1. Start with the user, not the data
I always begin by asking a series of fundamental questions: Who are the intended users
of the data? Who will be the ultimate customer of the visualisation? What decisions are
these users trying to make? These questions anchor the entire design process, because
data is only meaningful if it drives action. Without clarity on the user and their
goals, visualisations risk becoming decorative rather than functional.
2. Make the invisible visible
Visualisations should be designed to help users reveal hidden structures and
relationships within their data. They should make abstract data and complex phenomena
perceptible, transforming numbers and codes into forms that can be intuitively grasped.
By enabling exploration and interpretation, visualisations support users in gaining deep
insights and understanding from their data.
3. Let complexity power insights, not overwhelm
Effective data visualisation design balances elegance and approachability with the
ability to explore deeper complexity when needed, serving as a bridge that translates
algorithmic knowledge into practical business insights; by making strategic design
choices that respect human cognitive limits while capturing the richness of the data,
complexity becomes a source of profound understanding rather than confusion.

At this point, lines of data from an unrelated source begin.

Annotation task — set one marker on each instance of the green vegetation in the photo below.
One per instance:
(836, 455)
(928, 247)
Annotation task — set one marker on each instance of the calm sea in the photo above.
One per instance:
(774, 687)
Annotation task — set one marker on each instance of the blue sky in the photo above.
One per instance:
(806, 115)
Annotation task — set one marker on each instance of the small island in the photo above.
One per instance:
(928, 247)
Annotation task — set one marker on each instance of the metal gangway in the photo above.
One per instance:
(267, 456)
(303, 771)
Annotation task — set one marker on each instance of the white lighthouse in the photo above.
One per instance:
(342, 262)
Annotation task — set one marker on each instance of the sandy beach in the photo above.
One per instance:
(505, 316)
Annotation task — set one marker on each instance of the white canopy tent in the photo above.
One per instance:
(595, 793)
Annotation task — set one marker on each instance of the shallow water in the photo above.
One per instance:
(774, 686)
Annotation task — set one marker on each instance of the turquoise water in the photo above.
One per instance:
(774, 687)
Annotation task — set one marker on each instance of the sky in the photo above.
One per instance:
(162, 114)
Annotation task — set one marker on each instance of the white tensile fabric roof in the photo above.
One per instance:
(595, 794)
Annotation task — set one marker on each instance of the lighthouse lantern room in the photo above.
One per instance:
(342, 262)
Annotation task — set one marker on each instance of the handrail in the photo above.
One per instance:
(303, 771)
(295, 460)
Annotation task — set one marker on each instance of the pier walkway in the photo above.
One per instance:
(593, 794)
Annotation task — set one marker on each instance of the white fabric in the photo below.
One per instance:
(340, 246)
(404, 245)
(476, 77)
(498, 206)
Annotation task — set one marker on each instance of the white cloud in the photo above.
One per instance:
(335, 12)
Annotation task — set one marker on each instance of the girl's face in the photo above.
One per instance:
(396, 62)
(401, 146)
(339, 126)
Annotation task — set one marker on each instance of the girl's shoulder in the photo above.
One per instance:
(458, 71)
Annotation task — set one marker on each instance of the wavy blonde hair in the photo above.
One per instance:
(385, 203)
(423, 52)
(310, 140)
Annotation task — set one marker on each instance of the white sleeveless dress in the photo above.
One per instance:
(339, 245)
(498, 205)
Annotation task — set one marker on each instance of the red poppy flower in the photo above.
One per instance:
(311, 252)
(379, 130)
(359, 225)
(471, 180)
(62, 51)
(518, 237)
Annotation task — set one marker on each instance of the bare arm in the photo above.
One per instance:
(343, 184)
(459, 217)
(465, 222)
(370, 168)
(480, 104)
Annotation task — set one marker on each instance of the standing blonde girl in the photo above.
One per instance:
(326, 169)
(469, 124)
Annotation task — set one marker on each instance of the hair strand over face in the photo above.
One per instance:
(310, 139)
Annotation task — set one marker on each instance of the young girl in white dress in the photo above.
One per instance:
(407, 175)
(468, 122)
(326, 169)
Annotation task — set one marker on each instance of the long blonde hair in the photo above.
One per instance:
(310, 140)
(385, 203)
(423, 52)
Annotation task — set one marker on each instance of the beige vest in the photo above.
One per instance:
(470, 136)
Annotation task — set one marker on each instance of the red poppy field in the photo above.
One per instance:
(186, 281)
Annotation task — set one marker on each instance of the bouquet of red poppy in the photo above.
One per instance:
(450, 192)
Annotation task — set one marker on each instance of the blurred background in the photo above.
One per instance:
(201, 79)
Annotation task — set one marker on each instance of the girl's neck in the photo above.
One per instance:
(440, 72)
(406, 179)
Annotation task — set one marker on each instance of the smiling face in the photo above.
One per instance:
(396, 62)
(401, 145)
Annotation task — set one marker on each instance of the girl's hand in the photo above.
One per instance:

4. An iterative, inquiry-driven design
Visualisation is an iterative, evolving conversation with both data and users,
generating new questions rather than providing a single definitive output; this process
acknowledges that design solutions rarely succeed on the first attempt and recognises
that data is not neutral but embedded within social contexts, power structures, and
potential biases, requiring critical questioning of its sources and ethical implications
to produce meaning, build trust, and support informed decision-making.